Terry tient la pratique de cet instrument de sa mère, qui était justement professeure de shamisen, un instrument à corde qui ressemble à une guitare ou à un banjo – si vous avez déjà vu un film ou un animé qui se passe à l’époque du Japon féodal, vous en avez certainement déjà entendu.
Shamisen électrique
Cette guitare électrique, Takeshi Terauchi en joue comme s’il s’agissait d’un shamisen, avec le même type de mouvement, une attaque sur la corde bien plus prononcée que les guitaristes classiques.
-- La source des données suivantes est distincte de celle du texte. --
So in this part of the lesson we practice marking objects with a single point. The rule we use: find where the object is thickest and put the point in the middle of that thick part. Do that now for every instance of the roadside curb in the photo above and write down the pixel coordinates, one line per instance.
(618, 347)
Cette manière de jouer fait de lui un artiste hors pair, un pont entre une pratique ancestrale et une tendance qui touche la jeunesse, il va donc vraiment apporter un aspect purement endémique à l’électrique guitare.
Takeshi se fait connaître avec son groupe, les Blues Jeans, nommé après les pantalons portés par les Américains, autre exemple du soft power de l’Oncle Sam qui fait grincer des dents les génération d’avant au Japon. Takeshi et ses Blues Jeans sortent des disques, se produisent partout au Japon et même en dehors des frontières du pays, pour une tournée en URSS. Takeshi devient une légende du mouvement Eleki Buumu.
Le travail, quasiment inconnu en France de Takeshi Terauchi, est réédité aujourd’hui au sein d’une minirétrospective de son œuvre, une compilation confectionnée par le label français 180g, Eleki Bushi 1966-1974, accessible sur le Bandcamp du label, un hommage discographique qui donne une furieuse envie de se transformer en guitar hero !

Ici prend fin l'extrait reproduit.